Unilateral palatal right |
Unilateral palatal left |
Bilateral palatal |
Labial | Total (n) | % | |
---|---|---|---|---|---|---|
Female | 6 | 18 | 7 | 1 | 32 | 65.3 |
Male | 4 | 6 | 6 | 1 | 17 | 34.7 |
Total (n) | 10 | 24 | 13 | 2 | 49 | |
% | 20.4 | 49.0 | 26.5 | 4.1 | 100 |
Tooth size and arch length deficiencies ( Fig 1 ) were evaluated for the unilateral palatal, bilateral palatal, and labial impactions. Of the unilateral palatally impacted canines, 22 of 34 (64.7%) showed no arch length deficiency, with a total mean of 1.47 mm of arch length deficiency. The labially impacted canines showed a mean arch length deficiency of 7 mm. The bilateral group showed 12 of 13 (92.3%) with no arch length deficiency and a mean of 0.15 mm.

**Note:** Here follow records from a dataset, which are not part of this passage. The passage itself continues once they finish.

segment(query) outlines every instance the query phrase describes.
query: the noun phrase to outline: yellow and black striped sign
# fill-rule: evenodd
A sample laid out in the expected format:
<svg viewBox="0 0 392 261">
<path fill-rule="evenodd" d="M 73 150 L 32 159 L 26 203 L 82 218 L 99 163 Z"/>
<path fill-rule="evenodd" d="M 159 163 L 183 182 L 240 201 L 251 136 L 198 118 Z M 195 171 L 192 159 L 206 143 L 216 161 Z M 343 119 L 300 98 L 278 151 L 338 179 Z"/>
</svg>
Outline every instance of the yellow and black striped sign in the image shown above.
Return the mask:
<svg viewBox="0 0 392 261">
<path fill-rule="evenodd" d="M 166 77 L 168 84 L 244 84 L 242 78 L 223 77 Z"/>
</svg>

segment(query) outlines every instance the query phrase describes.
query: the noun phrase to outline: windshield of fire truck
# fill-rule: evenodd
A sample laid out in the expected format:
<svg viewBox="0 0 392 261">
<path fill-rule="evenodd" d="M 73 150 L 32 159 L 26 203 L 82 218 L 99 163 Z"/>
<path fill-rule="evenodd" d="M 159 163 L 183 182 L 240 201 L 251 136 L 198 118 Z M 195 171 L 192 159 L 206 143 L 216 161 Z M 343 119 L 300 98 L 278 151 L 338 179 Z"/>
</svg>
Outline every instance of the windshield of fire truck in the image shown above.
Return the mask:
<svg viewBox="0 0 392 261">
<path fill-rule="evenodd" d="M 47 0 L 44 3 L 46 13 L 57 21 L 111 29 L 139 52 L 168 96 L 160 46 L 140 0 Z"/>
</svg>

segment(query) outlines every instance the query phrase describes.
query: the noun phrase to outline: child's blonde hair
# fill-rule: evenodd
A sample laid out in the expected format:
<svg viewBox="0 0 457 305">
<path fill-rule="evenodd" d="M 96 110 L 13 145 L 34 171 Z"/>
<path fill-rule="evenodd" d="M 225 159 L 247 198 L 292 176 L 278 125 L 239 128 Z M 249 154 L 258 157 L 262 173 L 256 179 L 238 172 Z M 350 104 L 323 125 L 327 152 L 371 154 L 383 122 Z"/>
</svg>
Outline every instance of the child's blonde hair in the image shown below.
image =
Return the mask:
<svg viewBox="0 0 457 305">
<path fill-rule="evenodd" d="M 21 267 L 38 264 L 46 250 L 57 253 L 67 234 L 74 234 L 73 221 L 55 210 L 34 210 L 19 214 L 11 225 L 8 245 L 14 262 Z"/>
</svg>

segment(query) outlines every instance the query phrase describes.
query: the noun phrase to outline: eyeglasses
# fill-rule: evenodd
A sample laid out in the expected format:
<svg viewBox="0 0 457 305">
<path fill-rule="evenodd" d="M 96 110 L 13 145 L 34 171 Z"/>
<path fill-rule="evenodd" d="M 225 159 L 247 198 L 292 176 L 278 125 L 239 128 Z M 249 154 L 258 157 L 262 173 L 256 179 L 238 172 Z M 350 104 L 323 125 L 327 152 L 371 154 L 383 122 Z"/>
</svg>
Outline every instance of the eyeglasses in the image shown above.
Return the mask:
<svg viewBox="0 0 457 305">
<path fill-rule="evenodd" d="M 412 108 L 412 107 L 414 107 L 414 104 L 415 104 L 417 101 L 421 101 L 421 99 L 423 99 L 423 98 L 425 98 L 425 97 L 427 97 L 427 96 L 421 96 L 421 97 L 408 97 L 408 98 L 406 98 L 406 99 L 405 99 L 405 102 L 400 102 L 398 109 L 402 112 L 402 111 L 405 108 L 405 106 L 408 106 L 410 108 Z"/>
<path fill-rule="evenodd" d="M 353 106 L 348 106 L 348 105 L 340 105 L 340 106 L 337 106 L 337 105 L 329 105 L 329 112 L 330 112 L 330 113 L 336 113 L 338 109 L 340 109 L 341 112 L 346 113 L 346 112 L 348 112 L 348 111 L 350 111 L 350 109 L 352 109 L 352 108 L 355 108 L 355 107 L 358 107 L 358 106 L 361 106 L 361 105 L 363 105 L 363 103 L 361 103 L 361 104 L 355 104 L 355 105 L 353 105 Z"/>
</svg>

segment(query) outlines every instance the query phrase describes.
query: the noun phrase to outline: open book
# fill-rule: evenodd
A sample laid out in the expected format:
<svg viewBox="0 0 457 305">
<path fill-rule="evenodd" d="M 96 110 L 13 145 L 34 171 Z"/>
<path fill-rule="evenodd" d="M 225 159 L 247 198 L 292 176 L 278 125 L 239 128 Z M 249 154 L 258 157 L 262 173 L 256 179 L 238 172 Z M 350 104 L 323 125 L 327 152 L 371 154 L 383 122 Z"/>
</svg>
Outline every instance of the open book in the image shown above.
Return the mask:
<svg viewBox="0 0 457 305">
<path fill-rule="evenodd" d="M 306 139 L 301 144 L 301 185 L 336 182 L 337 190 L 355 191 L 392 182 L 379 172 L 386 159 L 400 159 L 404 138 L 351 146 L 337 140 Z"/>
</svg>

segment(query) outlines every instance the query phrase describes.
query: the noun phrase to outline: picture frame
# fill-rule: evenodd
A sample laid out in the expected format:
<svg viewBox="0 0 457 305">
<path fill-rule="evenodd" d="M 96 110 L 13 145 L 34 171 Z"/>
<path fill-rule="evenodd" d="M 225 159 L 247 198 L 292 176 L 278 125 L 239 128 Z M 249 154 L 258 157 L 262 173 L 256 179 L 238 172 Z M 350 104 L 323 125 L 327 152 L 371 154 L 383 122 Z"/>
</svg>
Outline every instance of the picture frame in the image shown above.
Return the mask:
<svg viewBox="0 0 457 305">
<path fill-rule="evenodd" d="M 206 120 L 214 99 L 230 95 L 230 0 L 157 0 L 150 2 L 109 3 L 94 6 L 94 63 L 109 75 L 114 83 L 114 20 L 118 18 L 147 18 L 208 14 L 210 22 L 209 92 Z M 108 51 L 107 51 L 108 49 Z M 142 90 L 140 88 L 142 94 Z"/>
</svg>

Arch width deficiency ( Fig 2 ) was evaluated for intermolar and interfirst premolar in relation to unilateral palatal, bilateral palatal, and labial impactions. The unilateral palatal group showed 29 of 34 (85.3%) with no intermolar arch width deficiency and a mean intermolar arch width deficiency of 0.75 mm. Similarly, 30 of 34 (88.2%) had no interfirst premolar deficiency, with a mean interfirst premolar deficiency of 0.45 mm. The labial group showed a mean intermolar arch width deficiency of 1.5 mm and a mean interfirst premolar deficiency of 2 mm. The bilateral group had 12 of 13 (92.3%) with no intermolar width deficiency and a mean intermolar arch width deficiency of 0.30 mm. Similarly, 12 of 13 (92%) had no interfirst premolar deficiency and a mean interfirst premolar deficiency of 0.15 mm.